Molloy’s post created quite a stir. Lactation consultants, psychologists, birth professionals, parents, and pediatricians weighed in to condemn the proposed sleep training of such a young baby. 

A breastfeeding mother expressed her concern: “There appears to be no consideration given to the fact that when you're nursing every 4-5 hours during the day, going without nursing for 12 hours can leave you engorged and uncomfortable. How does the body adjust to a 12-hour break?” 

One social worker wrote: “If it was reported that an infant was left unattended for 12 hours, I (or any other mandated reporter) would have made the call to the Child Abuse Registry. The practice that is advocated in the above article is developmentally unsound and downright dangerous.” 

Personally, I was sickened by Molloy’s account. Having devoted many hours to researching the effects of various sleep-training methods on babies and toddlers, I advocate for gentle sleep training techniques and condemn both the modified and unmodified forms of cry-it-out (CIO). In my work, I’ve heard from parents who have lost their babies because they practiced CIO. How is this possible? When abandoned for hours, it’s not uncommon for babies to vomit out of duress. If they can’t turn over, they are at serious risk of aspirating on their own throw up.

I can’t image what it would be like to close the door to a child’s nursery, purposefully ignore her cries, sleep soundly in the silence, and then wake to find a dead baby. The haunting grief would have no end. 

A Question of Guts 

“Do you have the guts to do what I’m suggesting?” asks Molloy’s doctor, tossing forth a dare. His name is Dr. Michel Cohen. 

Cohen – founder of Tribeca Pediatrics and author of “The New Basics: A-to-Z Baby and Child Care for the Modern Parent,” is a real-life Dr. Beely. Yet, instead of profiteering off of advocating the nocturnal neglect of our elderly, his focus is babies. 

“Do you have the guts?” 

Let me be unequivocally clear. 

To follow through with Cohen’s “advice” doesn’t require “guts.” Sleep training an 8-week-old doesn't require "guts." The instinct to respond to a baby's cries is empathetic, wise, and vitally important to the healthy development of future generations.

What requires "guts" is seeking out a new pediatrician when one's current doctor advocates medically sanctioned abuse and neglect. It takes "guts" to change our federal maternity leave system and finally catch up with the ethical and family-friendly legislation that characterizes the modern world. It takes "guts" to be present and respond to a baby who isn't physiologically wired to "sleep through the night." It's healthy for babies (and toddlers) to wake and breastfeed and connect. It's normal.

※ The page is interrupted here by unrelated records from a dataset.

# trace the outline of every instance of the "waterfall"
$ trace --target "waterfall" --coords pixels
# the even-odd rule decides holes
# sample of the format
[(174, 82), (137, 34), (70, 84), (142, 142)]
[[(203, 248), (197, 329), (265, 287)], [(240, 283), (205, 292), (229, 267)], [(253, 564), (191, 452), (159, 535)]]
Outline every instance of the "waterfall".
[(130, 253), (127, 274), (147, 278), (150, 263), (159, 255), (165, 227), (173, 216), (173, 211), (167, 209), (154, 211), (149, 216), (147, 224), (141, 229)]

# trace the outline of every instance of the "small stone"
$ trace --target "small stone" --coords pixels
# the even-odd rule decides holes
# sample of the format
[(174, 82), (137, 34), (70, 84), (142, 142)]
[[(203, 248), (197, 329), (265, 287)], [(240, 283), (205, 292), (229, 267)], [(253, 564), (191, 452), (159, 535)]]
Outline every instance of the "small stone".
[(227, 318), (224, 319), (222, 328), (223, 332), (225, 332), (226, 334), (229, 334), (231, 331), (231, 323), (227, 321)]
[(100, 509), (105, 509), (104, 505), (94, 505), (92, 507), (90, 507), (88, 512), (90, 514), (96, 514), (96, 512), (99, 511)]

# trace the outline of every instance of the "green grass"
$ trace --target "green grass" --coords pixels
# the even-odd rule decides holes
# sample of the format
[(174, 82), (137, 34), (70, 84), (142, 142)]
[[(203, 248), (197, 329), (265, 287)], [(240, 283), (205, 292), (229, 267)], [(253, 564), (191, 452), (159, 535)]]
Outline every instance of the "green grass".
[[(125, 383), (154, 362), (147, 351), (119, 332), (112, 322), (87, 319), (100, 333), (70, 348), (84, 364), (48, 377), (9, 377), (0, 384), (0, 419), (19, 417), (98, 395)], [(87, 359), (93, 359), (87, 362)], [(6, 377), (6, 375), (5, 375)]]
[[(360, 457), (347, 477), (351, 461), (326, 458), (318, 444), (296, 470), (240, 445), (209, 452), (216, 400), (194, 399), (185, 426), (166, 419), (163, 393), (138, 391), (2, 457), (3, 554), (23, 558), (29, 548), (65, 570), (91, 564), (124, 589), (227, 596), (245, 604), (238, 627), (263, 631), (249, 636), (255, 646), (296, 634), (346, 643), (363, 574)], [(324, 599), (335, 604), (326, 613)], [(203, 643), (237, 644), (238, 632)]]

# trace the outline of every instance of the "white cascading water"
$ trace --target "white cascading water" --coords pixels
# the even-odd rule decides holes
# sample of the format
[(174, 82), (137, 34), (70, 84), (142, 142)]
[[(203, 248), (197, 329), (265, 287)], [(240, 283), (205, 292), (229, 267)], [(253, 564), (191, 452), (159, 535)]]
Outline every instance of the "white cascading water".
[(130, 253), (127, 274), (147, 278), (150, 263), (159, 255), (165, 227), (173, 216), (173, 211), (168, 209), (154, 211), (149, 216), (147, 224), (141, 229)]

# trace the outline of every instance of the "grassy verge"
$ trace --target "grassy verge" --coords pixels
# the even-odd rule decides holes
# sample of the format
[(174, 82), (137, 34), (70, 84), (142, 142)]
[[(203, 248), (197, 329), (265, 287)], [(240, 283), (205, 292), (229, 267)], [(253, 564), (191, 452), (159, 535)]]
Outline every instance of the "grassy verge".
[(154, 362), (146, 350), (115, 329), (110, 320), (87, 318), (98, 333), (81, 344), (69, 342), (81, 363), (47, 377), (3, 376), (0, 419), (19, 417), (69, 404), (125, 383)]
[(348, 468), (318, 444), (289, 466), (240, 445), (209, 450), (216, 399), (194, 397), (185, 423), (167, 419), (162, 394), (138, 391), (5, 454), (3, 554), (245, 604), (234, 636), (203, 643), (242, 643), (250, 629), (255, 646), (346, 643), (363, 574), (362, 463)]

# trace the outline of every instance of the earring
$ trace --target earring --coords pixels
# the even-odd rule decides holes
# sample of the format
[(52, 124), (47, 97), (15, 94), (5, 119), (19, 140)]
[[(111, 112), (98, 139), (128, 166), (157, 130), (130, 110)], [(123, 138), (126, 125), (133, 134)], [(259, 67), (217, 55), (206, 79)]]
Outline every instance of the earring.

It takes courage to respond to our most vulnerable with compassion, connection, and evidenced-based clarity in America today. We stand together in opposing the neglectful abuse of our elderly. Authorities would shut down any nursing home that practiced the neglect described in the opening of this piece. It’s time we stand firm in opposing the purposeful nighttime neglect of our children.